Praxis und Wissenschaft: Wie wirksam ist das System?
Die praktische Umsetzung basiert auf 18 Kernübungen, die etwa 30 Minuten dauern und idealerweise zweimal wöchentlich durchgeführt werden. Sie werden zu Musik ausgeführt und können nach einem Grundkurs zuhause praktiziert werden.
Doch was sagt die Wissenschaft? Die physiologische Logik – dass bessere Durchblutung Organe stärkt – ist anerkannt. Die spezifische Wirksamkeit der Aviva-Methode stützt sich jedoch vor allem auf empirische Beobachtungen und Erfahrungsberichte. Unabhängige, große klinische Studien nach modernen Standards sind rar. Mediziner sehen die Methode daher oft als sinnvolle Ergänzung, nicht als Ersatz für konventionelle Therapien.
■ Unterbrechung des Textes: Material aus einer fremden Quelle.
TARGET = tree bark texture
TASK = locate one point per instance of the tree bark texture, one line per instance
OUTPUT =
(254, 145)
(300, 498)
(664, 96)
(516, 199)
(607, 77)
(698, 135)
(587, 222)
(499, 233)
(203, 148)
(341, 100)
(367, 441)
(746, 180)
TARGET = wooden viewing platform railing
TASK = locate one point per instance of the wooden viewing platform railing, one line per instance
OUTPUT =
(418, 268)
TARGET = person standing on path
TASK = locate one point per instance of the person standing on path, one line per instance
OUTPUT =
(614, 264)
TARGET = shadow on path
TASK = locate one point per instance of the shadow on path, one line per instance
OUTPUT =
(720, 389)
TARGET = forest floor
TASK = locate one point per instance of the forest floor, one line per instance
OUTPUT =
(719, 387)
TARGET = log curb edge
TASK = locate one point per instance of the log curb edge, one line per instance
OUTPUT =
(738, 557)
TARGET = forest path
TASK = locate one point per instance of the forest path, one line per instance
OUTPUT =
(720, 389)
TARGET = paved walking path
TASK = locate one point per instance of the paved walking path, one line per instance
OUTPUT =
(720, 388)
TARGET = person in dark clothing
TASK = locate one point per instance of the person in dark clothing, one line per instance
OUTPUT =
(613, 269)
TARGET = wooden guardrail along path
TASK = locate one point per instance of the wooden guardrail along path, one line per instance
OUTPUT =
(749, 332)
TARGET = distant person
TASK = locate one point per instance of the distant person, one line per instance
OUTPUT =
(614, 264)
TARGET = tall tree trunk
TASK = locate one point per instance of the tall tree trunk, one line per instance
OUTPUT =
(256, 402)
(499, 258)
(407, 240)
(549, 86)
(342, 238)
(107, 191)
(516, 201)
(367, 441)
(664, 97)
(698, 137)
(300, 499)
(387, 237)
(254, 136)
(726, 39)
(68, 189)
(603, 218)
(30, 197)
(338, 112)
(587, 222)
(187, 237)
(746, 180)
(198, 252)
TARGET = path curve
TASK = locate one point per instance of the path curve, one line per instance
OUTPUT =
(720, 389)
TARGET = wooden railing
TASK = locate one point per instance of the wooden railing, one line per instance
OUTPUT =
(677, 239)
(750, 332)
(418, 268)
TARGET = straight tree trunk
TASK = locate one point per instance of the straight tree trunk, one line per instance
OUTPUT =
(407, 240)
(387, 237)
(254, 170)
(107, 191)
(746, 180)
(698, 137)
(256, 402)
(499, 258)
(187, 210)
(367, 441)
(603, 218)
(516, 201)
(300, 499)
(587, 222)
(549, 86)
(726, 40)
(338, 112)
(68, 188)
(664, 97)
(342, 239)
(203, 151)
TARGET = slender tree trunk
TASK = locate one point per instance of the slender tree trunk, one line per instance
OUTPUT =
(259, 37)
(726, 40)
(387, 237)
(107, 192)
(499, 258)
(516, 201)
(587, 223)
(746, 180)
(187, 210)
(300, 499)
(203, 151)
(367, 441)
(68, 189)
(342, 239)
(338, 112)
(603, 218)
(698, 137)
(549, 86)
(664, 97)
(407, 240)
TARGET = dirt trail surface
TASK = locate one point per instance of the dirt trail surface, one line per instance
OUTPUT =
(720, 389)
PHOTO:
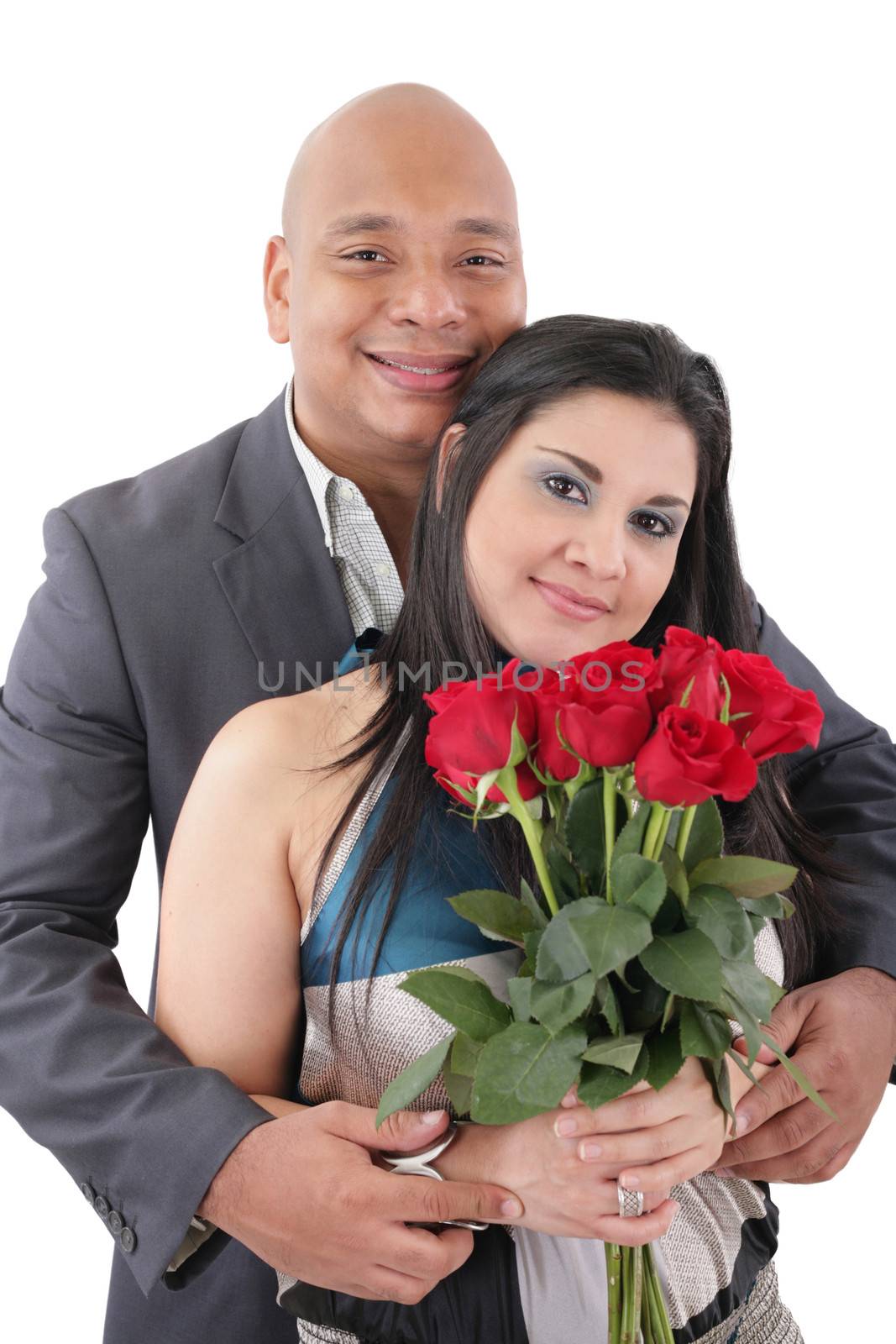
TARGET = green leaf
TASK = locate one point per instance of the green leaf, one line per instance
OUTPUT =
(705, 837)
(748, 1021)
(676, 875)
(557, 1005)
(520, 992)
(770, 907)
(532, 905)
(584, 832)
(496, 913)
(609, 1005)
(631, 835)
(524, 1070)
(618, 1052)
(685, 964)
(743, 875)
(459, 1089)
(703, 1032)
(721, 917)
(747, 983)
(799, 1075)
(600, 1084)
(637, 882)
(461, 998)
(665, 1058)
(465, 1054)
(412, 1081)
(718, 1074)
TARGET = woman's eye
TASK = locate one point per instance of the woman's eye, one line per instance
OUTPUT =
(566, 488)
(654, 526)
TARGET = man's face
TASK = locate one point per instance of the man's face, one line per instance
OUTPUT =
(405, 275)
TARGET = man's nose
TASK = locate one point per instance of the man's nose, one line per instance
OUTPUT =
(427, 297)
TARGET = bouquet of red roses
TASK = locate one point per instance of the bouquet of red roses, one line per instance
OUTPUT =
(640, 942)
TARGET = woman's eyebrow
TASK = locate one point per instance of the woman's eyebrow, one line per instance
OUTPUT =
(597, 476)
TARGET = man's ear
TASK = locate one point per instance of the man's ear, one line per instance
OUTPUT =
(448, 450)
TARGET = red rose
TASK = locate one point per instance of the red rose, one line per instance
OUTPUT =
(689, 759)
(605, 717)
(779, 717)
(683, 656)
(472, 736)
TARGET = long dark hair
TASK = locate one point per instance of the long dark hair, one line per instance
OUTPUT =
(537, 366)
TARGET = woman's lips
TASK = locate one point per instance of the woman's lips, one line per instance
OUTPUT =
(566, 605)
(411, 381)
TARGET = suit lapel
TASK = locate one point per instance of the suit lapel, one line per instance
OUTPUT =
(281, 581)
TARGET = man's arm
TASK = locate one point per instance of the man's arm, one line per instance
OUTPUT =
(82, 1068)
(840, 1030)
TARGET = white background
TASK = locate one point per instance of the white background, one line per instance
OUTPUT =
(721, 170)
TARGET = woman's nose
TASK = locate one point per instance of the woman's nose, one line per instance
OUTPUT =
(600, 550)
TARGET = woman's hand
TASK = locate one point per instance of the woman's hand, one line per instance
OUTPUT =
(559, 1194)
(654, 1140)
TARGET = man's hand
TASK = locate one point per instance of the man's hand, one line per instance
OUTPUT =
(846, 1034)
(305, 1195)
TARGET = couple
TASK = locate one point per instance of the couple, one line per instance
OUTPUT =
(172, 597)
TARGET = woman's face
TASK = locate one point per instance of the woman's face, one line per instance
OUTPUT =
(573, 537)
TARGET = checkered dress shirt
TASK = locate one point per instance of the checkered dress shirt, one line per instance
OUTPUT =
(352, 535)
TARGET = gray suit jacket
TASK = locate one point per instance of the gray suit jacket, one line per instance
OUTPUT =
(163, 596)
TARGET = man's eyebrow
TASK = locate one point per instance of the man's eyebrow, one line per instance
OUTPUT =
(597, 476)
(369, 223)
(499, 228)
(363, 225)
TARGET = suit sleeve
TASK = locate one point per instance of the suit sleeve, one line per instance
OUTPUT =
(82, 1068)
(846, 790)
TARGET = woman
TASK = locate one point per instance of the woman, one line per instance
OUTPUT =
(579, 497)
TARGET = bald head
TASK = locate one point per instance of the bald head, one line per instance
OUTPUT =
(385, 141)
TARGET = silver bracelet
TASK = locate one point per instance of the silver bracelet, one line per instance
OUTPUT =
(417, 1164)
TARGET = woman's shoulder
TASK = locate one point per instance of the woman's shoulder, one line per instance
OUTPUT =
(297, 732)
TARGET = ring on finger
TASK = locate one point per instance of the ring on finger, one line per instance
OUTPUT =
(631, 1202)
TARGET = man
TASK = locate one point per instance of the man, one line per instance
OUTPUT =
(170, 600)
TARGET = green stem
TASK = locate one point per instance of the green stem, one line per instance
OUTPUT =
(609, 822)
(684, 831)
(532, 831)
(661, 837)
(614, 1290)
(652, 831)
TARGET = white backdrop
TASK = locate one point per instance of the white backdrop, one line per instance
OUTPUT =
(721, 170)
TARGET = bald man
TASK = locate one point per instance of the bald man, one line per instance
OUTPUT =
(181, 596)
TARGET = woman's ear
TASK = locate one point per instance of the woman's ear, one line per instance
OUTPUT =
(448, 449)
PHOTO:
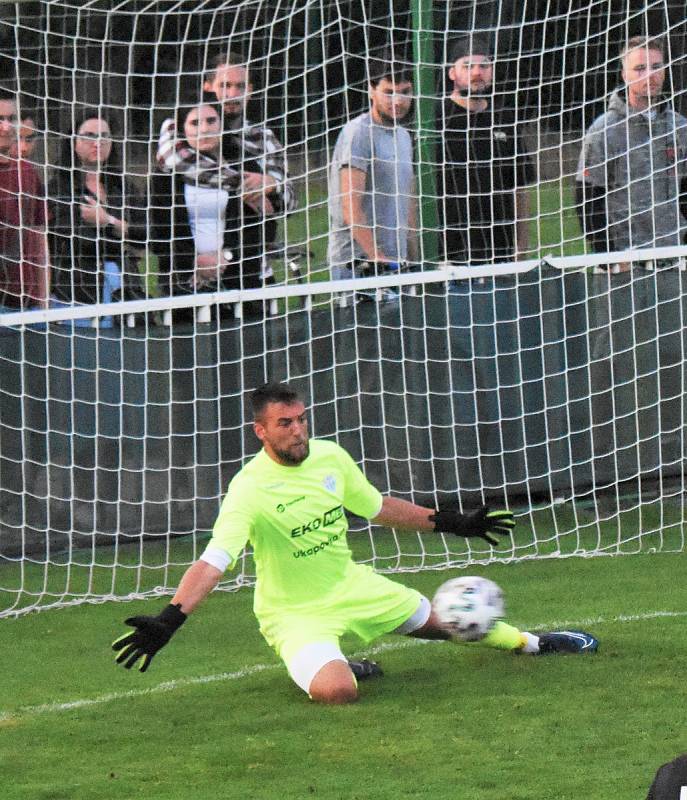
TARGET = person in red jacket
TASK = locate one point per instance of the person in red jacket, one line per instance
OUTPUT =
(24, 266)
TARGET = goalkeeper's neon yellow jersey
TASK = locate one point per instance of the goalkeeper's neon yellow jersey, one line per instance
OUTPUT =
(294, 518)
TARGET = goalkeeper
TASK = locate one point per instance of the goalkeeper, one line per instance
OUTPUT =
(289, 502)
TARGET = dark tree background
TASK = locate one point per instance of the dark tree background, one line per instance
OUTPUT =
(556, 58)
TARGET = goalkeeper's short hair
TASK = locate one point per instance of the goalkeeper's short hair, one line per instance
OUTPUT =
(272, 393)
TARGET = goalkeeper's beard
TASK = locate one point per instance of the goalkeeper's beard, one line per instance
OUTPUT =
(292, 458)
(470, 93)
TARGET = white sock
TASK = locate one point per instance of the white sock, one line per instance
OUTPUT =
(532, 644)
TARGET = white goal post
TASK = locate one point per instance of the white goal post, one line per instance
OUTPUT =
(531, 368)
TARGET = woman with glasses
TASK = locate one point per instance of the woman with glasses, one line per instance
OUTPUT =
(98, 217)
(199, 236)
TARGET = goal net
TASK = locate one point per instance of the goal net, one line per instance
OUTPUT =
(517, 337)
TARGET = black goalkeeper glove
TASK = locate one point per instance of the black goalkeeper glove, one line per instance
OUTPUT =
(482, 522)
(151, 635)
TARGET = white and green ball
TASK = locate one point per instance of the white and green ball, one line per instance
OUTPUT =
(468, 607)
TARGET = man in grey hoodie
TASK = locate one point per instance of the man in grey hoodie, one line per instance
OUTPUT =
(632, 171)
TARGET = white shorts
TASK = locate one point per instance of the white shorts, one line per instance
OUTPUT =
(310, 659)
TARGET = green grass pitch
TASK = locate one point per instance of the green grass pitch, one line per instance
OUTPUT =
(217, 717)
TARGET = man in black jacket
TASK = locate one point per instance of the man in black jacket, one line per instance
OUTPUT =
(485, 172)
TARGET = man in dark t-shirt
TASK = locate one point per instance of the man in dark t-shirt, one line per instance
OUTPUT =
(483, 201)
(24, 271)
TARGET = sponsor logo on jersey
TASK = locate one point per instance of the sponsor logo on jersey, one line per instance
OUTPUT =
(318, 548)
(327, 519)
(281, 508)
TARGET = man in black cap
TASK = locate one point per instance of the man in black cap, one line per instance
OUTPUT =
(670, 782)
(485, 172)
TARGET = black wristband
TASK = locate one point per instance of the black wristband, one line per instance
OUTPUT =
(173, 616)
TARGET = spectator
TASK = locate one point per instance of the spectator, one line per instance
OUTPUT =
(372, 206)
(24, 268)
(196, 207)
(632, 172)
(484, 202)
(24, 145)
(252, 151)
(98, 218)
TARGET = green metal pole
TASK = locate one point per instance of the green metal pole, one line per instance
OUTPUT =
(425, 92)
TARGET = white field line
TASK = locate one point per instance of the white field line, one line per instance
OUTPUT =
(246, 672)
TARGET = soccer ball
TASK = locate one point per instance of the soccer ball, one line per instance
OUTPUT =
(468, 607)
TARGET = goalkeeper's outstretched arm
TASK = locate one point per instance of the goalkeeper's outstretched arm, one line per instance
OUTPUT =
(151, 634)
(484, 522)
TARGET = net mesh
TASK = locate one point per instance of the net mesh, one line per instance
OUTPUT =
(515, 361)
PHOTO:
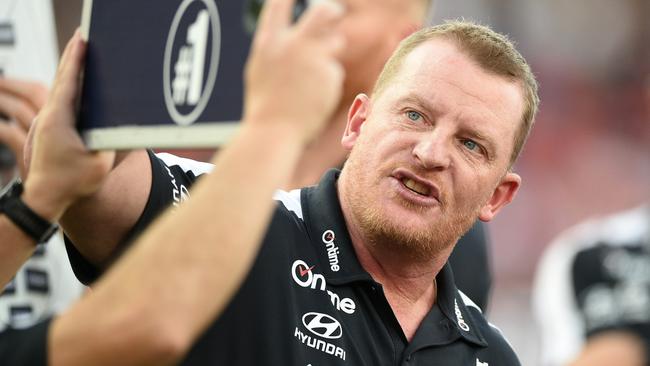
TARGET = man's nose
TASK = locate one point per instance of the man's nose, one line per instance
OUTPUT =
(433, 150)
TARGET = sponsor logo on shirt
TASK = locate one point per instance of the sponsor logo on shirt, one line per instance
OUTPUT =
(332, 250)
(459, 317)
(179, 194)
(321, 325)
(304, 276)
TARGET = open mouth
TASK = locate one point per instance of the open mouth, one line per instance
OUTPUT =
(416, 187)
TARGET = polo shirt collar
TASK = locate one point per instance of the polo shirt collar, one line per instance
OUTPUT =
(339, 264)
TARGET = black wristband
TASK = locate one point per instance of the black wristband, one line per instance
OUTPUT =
(28, 221)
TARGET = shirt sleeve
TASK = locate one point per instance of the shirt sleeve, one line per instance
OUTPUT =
(172, 178)
(25, 347)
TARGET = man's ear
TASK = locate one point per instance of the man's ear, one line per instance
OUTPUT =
(357, 115)
(503, 194)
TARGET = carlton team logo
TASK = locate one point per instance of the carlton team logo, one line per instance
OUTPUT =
(191, 60)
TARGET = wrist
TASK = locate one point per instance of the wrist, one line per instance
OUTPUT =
(280, 129)
(44, 200)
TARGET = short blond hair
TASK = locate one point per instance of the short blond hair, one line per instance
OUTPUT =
(492, 51)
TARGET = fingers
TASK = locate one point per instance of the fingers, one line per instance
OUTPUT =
(67, 79)
(320, 18)
(18, 108)
(14, 137)
(276, 15)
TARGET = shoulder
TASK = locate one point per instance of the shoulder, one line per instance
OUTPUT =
(499, 351)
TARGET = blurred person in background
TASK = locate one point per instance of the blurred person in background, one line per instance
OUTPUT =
(591, 296)
(45, 285)
(592, 293)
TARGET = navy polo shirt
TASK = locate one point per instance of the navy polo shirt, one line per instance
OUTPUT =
(308, 301)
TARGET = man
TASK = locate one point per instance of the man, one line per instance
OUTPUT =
(159, 315)
(353, 271)
(374, 28)
(592, 292)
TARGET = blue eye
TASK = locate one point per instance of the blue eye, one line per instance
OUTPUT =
(413, 115)
(471, 145)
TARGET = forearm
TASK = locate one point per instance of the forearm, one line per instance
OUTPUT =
(225, 218)
(15, 249)
(98, 223)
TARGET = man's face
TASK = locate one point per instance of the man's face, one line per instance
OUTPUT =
(431, 153)
(373, 29)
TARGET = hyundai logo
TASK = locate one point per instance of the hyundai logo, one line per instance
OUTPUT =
(322, 325)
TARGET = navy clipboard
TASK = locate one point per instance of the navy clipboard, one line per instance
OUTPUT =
(162, 73)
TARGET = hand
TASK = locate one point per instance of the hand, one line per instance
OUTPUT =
(20, 101)
(61, 168)
(293, 76)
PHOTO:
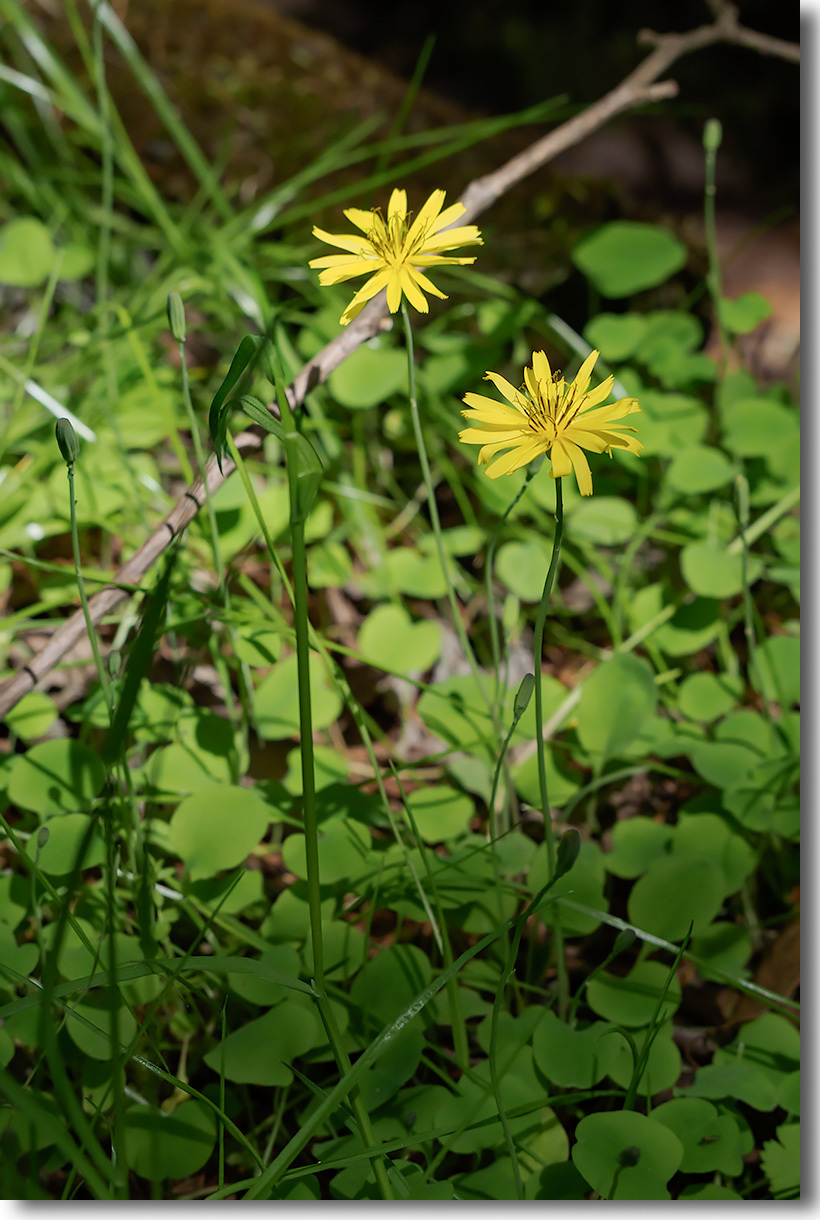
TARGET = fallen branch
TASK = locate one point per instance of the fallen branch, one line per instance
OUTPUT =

Trend zu natürlicher Hormonbalance
Die wachsende Popularität der Aviva-Methode spiegelt einen gesellschaftlichen Trend wider: Immer mehr Menschen suchen nach ganzheitlichen, natürlichen Wegen zur Regulierung ihrer Gesundheit. In einer Zeit, in der hormonelle Verhütung und Therapien kritisch hinterfragt werden, bieten solche körperbasierten Ansätze einen aktiven, selbstbestimmten Zugang zum eigenen Wohlbefinden.